Developers accused of "taking revenge" on objectors to their plans for luxury residential units

Residents of Grove Park Road received a surprise through their letterboxes this week when London Borough of Hounslow sent them notice of revised plans for the old RAF building at numbers 41-43.

The original plan submitted by Crossleigh Developers had been to turn the former RAF Association offices in the Victorian building 41-43 into luxury one and two bedroom apartments. However, residents of Grove Park Road and surrounding roads lead by Penny Dodd, objected to this plan on the grounds that the number of planned flats and the size of the new extension would swamp number 39, and increase traffic on the road.

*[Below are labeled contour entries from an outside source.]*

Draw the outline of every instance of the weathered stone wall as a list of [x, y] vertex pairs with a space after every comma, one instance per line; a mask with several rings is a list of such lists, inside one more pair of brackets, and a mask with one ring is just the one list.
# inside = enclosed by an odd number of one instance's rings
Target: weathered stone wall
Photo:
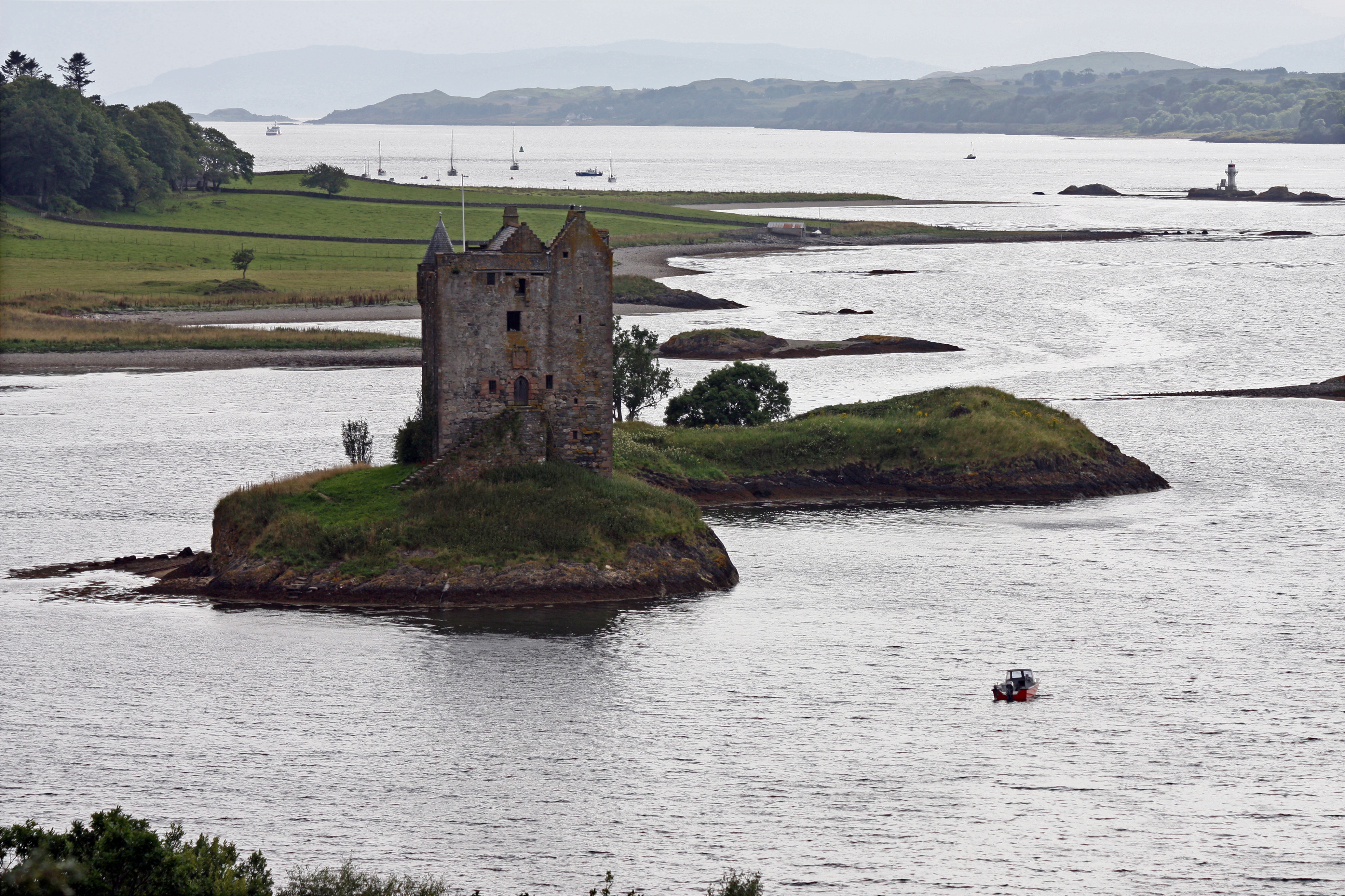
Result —
[[[508, 408], [541, 414], [531, 454], [612, 472], [612, 253], [572, 211], [545, 246], [516, 211], [483, 250], [417, 275], [436, 457]], [[445, 466], [447, 470], [447, 466]]]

The Grove Park Road Residents went to the Chiswick Area Planning committee on January 14th after which they received a letter stating that Crossleigh had revised their plans, but the changes were only very minor, so they objected again. They claim that they was no mention of the plans for an Asylum Hostel at that time and that this new plan, which was submitted at the beginning of this month, was a shock to them all.

As the plans are classed as a "major" development the Committee was only allowed to pass comment on them; the final decision will be made by Hounslow Council's Sustainable Development Committee. At the meeting on the 14th the committee members generally felt that the plans would represent an improvement to the road although concerns were expressed about the number of units and possible parking problems.

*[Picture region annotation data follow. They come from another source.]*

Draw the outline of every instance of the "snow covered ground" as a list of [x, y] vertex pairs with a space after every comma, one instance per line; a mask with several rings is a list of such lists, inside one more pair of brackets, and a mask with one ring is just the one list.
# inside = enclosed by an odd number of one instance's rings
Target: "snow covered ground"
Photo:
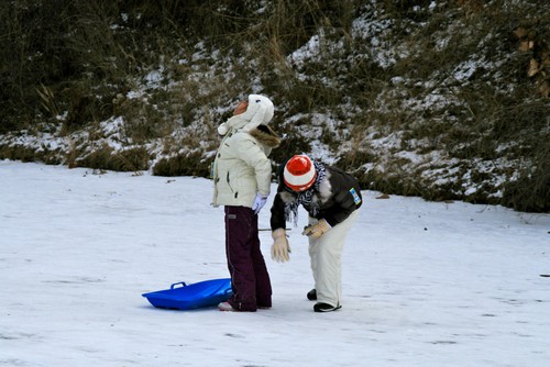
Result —
[[[0, 366], [550, 362], [548, 214], [364, 191], [342, 310], [312, 312], [294, 230], [287, 264], [271, 259], [261, 234], [273, 309], [173, 311], [141, 294], [228, 277], [210, 181], [3, 160], [0, 188]], [[305, 220], [300, 211], [298, 227]]]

Richard Ackland, Chief Executive of Crossleigh, has denied that the application is the company's revenge against the campaigners, saying “This building will be either residential or a hostel. We were concerned that we would be left with a large empty property. There is a pent up need for hostel accommodation, both London wide and in Hounslow's UDP. We are still in discussions with the hostel developers, but the demand is for a half-way house. This is not revenge. Its not in the interest of the community for the building to sit empty. Its purely for an alternative use which would be in accordance with the need of the borough.''

According to Ian Pattiee, the scheme’s architect, the building would be turned into either 17 or 18 bedrooms - most of which would be under double occupation but some would be under triple occupation.

He said: the scheme is intended for care in the community - and/or people with refugee status. Local residents had mounted a campaign against our other plan and the developer then felt they had to find another use for it. The residential market has also fallen and they needed to find a commercial use - there is a demand for hostel accommodation by both the council and charity organisations. ''

Residents have been quick to speak out about their concern, some believing that Grove Park Road is an inappropriate location for refugees. One local reasoned “The Grove Park Area is a residential area and in my view, refugees should be located near to the centre of a community - for example Chiswick High Road. That way they can become part of the community.'' Others have argued that the asylum seekers would cause less noise and parking problems than residents of luxury flats and that the hostel would help to preserve the character of this quiet leafy street.